Einde inhoudsopgave
Zeebrievenbesluit van Curaçao en Sint Maarten
Artikel 21
Geldend
Geldend vanaf 10-10-2010
- Redactionele toelichting
Tijdstip iwtr.: 00.00 uur in Aruba, Curaçao, Sint Maarten, Bonaire, Sint Eustatius en Saba. 06.00 uur in het Europese deel van het Koninkrijk.
- Bronpublicatie:
20-08-2010, Stb. 2010, 343 (uitgifte: 01-09-2010, kamerstukken/regelingnummer: -)
- Inwerkingtreding
10-10-2010
- Bronpublicatie inwerkingtreding:
23-09-2010, Stb. 2010, 387 (uitgifte: 01-10-2010, kamerstukken/regelingnummer: -)
- Afhankelijke geldigheid
Treedt tegelijk in werking met art.
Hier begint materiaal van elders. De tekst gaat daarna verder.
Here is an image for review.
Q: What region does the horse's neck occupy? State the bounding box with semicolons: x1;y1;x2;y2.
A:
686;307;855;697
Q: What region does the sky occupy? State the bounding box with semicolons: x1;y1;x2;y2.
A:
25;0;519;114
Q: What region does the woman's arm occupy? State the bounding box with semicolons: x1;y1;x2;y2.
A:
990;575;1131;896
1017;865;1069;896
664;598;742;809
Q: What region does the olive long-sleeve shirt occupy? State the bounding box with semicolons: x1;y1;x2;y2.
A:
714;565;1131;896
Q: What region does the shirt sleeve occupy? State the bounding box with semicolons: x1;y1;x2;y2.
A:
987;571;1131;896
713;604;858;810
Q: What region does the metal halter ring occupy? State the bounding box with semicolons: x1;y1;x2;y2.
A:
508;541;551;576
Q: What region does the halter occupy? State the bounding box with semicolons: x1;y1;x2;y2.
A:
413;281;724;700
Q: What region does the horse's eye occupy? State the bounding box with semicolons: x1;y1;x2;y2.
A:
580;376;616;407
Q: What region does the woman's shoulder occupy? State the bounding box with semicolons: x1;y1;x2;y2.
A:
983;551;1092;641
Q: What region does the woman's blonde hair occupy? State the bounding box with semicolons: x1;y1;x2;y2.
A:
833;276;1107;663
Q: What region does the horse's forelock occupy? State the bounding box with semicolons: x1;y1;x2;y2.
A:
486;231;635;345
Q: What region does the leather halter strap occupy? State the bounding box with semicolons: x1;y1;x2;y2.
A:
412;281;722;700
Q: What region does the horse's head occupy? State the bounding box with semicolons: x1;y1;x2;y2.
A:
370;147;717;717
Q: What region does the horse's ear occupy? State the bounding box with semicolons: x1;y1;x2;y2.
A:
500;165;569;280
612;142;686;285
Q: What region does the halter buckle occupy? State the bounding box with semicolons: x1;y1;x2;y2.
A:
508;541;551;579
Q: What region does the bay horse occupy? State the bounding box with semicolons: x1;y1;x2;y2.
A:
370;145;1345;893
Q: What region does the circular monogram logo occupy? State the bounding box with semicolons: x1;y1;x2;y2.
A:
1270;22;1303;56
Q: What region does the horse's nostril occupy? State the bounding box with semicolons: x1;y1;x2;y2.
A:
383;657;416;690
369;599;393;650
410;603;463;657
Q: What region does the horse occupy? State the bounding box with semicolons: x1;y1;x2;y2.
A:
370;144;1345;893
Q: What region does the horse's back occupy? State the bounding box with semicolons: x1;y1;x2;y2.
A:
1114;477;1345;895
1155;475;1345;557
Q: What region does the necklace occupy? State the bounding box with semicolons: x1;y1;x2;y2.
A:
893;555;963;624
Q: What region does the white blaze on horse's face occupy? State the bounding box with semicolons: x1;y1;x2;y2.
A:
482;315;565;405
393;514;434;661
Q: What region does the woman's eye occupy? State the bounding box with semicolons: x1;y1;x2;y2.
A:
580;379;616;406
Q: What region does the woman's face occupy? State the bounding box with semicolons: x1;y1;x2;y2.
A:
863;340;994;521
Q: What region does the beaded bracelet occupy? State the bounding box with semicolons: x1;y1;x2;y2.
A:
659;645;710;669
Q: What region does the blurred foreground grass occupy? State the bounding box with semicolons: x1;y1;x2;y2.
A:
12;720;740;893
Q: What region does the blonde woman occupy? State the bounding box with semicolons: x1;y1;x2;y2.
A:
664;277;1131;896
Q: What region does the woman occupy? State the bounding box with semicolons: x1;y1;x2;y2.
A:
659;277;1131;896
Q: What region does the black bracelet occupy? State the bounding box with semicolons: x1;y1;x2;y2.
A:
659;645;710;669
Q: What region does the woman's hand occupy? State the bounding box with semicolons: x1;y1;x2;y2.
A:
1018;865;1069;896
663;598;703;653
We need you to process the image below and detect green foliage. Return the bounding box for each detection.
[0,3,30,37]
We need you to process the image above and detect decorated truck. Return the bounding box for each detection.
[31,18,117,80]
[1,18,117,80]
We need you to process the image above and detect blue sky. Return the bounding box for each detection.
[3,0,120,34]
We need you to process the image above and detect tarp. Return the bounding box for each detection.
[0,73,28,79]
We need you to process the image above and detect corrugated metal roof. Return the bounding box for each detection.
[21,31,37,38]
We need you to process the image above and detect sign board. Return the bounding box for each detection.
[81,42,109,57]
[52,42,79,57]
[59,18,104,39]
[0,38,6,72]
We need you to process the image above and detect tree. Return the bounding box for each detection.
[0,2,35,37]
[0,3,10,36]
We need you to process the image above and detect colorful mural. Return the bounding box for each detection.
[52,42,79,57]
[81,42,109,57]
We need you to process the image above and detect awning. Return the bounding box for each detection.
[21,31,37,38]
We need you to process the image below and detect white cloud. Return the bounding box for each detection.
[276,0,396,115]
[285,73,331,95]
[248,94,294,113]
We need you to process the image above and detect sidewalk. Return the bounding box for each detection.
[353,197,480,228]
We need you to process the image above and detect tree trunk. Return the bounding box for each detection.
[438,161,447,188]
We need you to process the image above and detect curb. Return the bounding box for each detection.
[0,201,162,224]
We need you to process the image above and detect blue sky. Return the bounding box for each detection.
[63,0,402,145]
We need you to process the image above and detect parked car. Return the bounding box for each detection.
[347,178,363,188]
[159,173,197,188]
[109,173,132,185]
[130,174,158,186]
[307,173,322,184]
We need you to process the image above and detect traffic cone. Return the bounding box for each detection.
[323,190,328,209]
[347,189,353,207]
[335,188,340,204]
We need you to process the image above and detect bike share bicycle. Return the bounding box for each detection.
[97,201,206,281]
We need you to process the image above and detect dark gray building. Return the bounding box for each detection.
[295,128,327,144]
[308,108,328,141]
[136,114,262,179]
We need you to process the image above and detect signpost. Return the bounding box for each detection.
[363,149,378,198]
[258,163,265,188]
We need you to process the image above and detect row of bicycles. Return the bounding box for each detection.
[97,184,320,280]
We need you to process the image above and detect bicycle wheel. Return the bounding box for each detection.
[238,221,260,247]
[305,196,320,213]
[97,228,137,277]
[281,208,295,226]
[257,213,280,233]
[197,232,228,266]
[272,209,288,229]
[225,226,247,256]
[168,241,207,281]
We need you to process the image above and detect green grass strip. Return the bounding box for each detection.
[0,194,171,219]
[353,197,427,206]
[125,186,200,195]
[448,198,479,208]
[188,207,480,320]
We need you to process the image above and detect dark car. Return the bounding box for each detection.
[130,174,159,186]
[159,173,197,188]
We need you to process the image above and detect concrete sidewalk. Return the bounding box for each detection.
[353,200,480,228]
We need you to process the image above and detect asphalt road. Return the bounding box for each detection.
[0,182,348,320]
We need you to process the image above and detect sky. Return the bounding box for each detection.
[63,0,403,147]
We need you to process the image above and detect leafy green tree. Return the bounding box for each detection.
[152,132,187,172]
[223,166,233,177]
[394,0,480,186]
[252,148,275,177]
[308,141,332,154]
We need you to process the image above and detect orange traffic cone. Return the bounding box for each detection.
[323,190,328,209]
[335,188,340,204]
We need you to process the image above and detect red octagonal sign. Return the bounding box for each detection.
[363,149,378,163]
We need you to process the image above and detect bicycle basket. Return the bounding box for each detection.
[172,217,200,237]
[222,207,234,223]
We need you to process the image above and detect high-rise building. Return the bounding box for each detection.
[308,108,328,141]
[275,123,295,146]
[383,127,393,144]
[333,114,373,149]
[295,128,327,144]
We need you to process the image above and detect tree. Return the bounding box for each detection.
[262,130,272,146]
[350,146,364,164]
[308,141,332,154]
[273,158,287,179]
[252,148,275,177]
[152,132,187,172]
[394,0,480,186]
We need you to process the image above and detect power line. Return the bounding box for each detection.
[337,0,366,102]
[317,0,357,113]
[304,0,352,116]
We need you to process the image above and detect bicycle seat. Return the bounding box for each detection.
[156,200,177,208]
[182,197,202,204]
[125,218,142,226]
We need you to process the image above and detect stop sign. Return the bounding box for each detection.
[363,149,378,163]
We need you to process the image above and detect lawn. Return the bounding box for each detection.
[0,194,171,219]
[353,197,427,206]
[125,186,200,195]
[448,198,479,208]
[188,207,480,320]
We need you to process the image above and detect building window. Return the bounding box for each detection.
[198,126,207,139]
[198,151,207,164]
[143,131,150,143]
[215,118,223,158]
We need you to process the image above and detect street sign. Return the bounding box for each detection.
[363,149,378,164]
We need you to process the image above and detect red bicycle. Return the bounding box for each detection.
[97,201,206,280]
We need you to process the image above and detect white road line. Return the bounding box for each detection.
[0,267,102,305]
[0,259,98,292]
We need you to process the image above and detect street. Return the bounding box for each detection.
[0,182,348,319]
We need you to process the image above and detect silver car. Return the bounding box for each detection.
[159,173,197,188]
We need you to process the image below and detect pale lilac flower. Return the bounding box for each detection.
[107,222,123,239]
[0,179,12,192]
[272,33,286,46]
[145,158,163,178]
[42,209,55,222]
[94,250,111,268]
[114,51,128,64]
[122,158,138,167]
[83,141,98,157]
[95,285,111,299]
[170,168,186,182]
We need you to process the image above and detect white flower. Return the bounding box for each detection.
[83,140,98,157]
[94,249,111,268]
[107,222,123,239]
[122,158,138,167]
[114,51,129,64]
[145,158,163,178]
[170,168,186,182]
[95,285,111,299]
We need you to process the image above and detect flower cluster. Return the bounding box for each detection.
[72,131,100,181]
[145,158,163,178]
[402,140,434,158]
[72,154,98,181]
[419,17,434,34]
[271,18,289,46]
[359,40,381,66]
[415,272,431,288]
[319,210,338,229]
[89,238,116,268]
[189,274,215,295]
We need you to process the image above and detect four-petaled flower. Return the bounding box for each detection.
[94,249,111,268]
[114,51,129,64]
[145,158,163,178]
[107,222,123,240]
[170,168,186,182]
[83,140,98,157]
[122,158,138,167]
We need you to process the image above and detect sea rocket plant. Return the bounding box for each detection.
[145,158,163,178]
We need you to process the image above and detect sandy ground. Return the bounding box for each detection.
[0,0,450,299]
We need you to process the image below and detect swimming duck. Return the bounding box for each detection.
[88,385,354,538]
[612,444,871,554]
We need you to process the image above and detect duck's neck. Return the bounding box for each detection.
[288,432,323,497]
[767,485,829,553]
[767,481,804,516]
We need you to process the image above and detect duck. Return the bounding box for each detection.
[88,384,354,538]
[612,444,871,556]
I, lid 1, van de Rijkswet wijziging Statuut in verband met de opheffing van de Nederlandse Antillen (07-09-2010, Stb. 333).
- Vakgebied(en)
Vervoersrecht / Zeevervoer
1.
Onze Minister kan, zo nodig, in naam van de Koning een buitengewone zeebrief verlenen voor een zeeschip, dat in Curaçao, onderscheidenlijk Sint Maarten is gebouwd, gekocht of uitgerust, voor rekening van personen die niet aan de nationaliteitsvereisten, genoemd in artikel 2, tweede lid, voldoen, opdat dit schip onder Nederlandse vlag rechtstreeks binnen een bij die zeebrief bepaalde termijn naar het land van zijn bestemming kan worden gevoerd.
2.
Bij aankomst op de plaats van bestemming zendt de eigenaar van het zeeschip of de kapitein, indien de buitengewone zeebrief onder hem berust, dit stuk met de eerste gelegenheid aan Onze Minister.
3.
Indien naar het oordeel van Onze Minister van de op de voet van dit artikel verleende buitengewone zeebrief misbruik wordt gemaakt, of bij hem gegrond vermoeden bestaat, dat zodanig misbruik zal worden gemaakt, stelt hij die zeebrief buiten werking.